We were late getting going this morning, a bright and clear, fresh day with a predicted high of 72°F reminiscent of Hilton Head Island. I couldn’t convince myself to make my bed (that youthful legacy of the Protestant Work Ethic). So instead, wavering on the edge I slumped back onto the bed, burying beneath the duvet to avoid the breeze of the overhead fan and to cover my impudence. It was after eleven o’clock before I stumbled into the shower and did what I could to improve my plummeting public appearance.
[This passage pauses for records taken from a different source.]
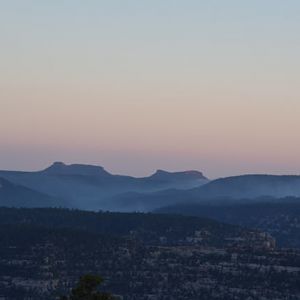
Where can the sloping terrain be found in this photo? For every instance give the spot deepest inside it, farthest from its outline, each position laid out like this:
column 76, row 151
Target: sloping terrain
column 279, row 217
column 91, row 187
column 13, row 195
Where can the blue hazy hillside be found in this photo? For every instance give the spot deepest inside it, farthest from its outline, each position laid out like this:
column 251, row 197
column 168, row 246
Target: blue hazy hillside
column 92, row 187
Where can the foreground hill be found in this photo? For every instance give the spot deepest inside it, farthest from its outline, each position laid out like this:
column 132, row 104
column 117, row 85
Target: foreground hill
column 91, row 187
column 279, row 217
column 151, row 228
column 140, row 256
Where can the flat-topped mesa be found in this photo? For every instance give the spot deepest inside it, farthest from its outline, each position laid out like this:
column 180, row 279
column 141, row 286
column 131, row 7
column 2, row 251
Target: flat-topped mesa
column 59, row 168
column 184, row 175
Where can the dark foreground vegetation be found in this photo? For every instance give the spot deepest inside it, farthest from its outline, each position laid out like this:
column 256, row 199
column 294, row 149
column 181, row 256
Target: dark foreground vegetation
column 43, row 252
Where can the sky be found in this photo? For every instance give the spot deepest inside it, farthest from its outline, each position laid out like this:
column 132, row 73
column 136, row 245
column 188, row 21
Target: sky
column 137, row 86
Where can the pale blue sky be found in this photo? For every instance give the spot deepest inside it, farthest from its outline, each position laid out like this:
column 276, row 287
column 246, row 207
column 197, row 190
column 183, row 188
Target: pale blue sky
column 140, row 85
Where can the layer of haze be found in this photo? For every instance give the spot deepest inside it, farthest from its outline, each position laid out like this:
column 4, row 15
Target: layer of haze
column 138, row 85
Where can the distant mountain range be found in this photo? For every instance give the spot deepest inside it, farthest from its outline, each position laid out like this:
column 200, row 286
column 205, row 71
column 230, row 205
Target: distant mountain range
column 93, row 188
column 87, row 186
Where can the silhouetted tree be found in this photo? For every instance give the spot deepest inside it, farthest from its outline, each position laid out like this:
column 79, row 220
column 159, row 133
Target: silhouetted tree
column 88, row 289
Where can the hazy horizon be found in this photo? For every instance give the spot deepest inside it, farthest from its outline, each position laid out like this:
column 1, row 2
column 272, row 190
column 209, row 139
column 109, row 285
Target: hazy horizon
column 140, row 86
Apparently my matutinal complacency was energized by the recent cool air and grey skies. There will no doubt be occasion to recover. Yet this morning I felt uncommonly vagrant, unsettled in my routine. Such is the secondary evolution of the weather. Like the seasons it transmutes one’s former nature and spirituality to a capricious domain. Apart from the construction of my breakfast of sliced green apple et al., I prolonged my wayward emotion by applying myself instead to the government of Pages. Overnight I had, during repeated waking assaults of neuropathy, warmed myself to the assembly of a photo album which patently exceeds the presentation afforded by my own web site or any other format I have hitherto used (including what I have yet to discover on MacBook Pro under Photos).
My sternness of character enabled me to create after hours of hit-and-miss industry a passable photo album. In the process of doing so I was interrupted and derailed by His Lordship to address the phenomenon of “Easily guessed passwords”, what he severely hinted was an impending security issue on a number of web sites. Upon investigation we determined (once again with arduous schooling) that there are few websites about which to concern oneself. The intelligence afforded by most web sites (at least those we use) is instead equivalent to knowing the amount of another’s latest gasoline purchase; that is, scintillating but meaningless. The other web sites of predominant significance were seemingly well preserved. By the time these two enterprises (the photo album and the passwords) were retired it was almost two-thirty in the afternoon. My daily ritual was completely disrupted! The only absolution lay in a tricycle ride (however curtailed it may be) and perhaps a swim in the pool.
Though the pool was pleasingly quiet upon arrival it was a short-lived isolation. I did at least secure a comfortable pew in direct line with the brilliant but descending sun before the commotion began. A troupe of what I subsequently concluded to be four parents and twice as many teenage (or slightly older) children arrived amid a tumult, complete with a cooler, glass beer bottles and what were either nefarious combustibles or vaping instruments (which at least one of the female parents persisted to puff while in the pool and hanging onto the edge). Picture my discomfort!
There is no denying that we have been spoiled in the previous two months here when frequently we had the pool to ourselves day after day. I quietened my annoyance by reminding myself that we were now in the middle of an annual but relatively brief holiday affair. Even when the New Year has passed, and the crowds will of course increase, it is more assured that the newcomers will be old fogeys with less inclination for whatever it is that stimulates young transients.
In any event I confess that I have again remorselessly lapsed into unrestrained curmudgeonly angst. The visitors today thankfully hadn’t the need for country and western music to enliven themselves. There! I’ll stop now.